Vanguard, the mutual fund giant, will begin using smart contract technology developed by blockchain startup Symbiont in some of its actual business processes starting early next year.

For the last few months, the companies have been testing the technology to simplify the way Vanguard takes in data from the Center for Research in Security Prices (CRSP) at the University of Chicago’s Booth School of Business. This information is used to determine the composition of certain index funds managed by Vanguard, and includes things like company names, share counts, index weighting and corporate actions such as mergers or stock splits.

The three partners found the private blockchain speeds up delivery of the data from CRSP to Vanguard, removes the need for manual intervention and lowers risk. The project will go into full production in early 2018, the companies said Tuesday.

Warren Pennington, a principal in Vanguard’s Investment Management Group said in a release:

“Using this platform, investment managers will be able to instantly distribute, receive, and process index data, resulting in better benchmark tracking and significant cost savings that potentially results in better returns for our clients.”

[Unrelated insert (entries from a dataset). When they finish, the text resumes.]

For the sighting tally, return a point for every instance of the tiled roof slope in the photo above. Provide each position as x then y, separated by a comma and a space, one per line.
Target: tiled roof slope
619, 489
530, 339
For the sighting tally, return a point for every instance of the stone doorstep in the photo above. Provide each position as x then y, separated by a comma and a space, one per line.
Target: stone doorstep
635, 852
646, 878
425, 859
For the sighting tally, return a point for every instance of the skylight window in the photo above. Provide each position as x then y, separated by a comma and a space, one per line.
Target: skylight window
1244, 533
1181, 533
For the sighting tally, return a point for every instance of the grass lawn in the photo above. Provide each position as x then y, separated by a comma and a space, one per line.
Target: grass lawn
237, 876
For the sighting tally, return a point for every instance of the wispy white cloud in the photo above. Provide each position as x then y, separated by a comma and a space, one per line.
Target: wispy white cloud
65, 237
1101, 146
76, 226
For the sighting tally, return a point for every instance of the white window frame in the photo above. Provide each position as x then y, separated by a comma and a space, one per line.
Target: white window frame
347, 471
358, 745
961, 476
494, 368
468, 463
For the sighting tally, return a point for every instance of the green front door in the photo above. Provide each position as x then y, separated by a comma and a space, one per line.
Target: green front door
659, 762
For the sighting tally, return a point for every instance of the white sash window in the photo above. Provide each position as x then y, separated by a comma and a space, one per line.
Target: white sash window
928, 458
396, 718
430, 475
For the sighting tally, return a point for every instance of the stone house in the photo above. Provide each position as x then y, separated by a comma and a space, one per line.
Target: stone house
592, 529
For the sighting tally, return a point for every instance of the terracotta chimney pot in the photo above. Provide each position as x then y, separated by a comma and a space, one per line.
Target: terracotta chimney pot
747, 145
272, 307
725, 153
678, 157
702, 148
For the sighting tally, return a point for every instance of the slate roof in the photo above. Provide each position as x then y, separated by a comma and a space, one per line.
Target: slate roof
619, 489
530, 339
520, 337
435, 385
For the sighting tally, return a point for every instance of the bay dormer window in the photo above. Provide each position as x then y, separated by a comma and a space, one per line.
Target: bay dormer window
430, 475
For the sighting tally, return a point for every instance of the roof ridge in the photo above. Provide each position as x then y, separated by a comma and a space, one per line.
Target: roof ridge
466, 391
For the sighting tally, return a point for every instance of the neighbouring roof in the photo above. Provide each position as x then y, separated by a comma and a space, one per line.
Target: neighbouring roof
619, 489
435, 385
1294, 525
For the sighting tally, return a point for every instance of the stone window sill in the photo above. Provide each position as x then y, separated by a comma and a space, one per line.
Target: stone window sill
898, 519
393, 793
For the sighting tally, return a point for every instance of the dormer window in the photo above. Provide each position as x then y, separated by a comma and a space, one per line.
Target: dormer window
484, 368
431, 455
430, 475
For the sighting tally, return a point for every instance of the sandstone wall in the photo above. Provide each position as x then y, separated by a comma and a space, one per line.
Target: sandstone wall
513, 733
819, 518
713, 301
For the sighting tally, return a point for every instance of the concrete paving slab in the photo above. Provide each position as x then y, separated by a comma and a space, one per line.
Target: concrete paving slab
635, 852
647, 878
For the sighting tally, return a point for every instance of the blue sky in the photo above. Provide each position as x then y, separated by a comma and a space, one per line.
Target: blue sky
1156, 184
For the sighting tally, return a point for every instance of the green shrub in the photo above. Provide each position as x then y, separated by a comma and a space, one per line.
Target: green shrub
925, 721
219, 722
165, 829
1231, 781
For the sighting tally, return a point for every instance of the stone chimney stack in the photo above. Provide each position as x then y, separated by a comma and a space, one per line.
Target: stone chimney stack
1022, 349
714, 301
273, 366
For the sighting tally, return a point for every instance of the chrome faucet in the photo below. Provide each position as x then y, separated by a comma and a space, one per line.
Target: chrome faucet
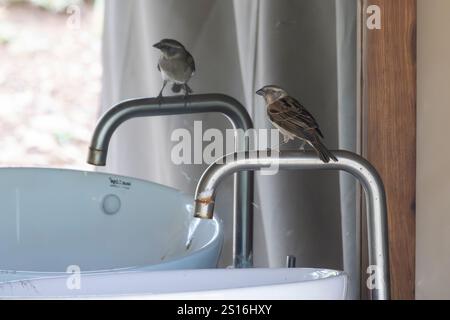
204, 103
296, 160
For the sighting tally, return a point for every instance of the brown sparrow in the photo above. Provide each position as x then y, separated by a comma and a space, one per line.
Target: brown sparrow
293, 120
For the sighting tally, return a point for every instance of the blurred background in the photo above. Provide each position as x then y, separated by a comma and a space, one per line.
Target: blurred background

The partnership will involve 17 index funds totaling $1.15 trillion in assets, including Vanguard’s largest, the $650 billion Total Stock Market Index fund. To be sure, that’s just a portion of Vanguard’s business; it manages 186 index products, with $3.56 trillion in assets, as part of a total 376 funds containing $4.8 trillion.

Still, it’s a noticeable advance for enterprise applications of blockchain technology at a time when most of the industry spotlight has been on the boom in cryptocurrencies and token sales.

The news follows last week’s decision by the Australian Securities Exchange to replace its clearing and settlement system with a distributed ledger alternative from startup Digital Asset following years of deliberations.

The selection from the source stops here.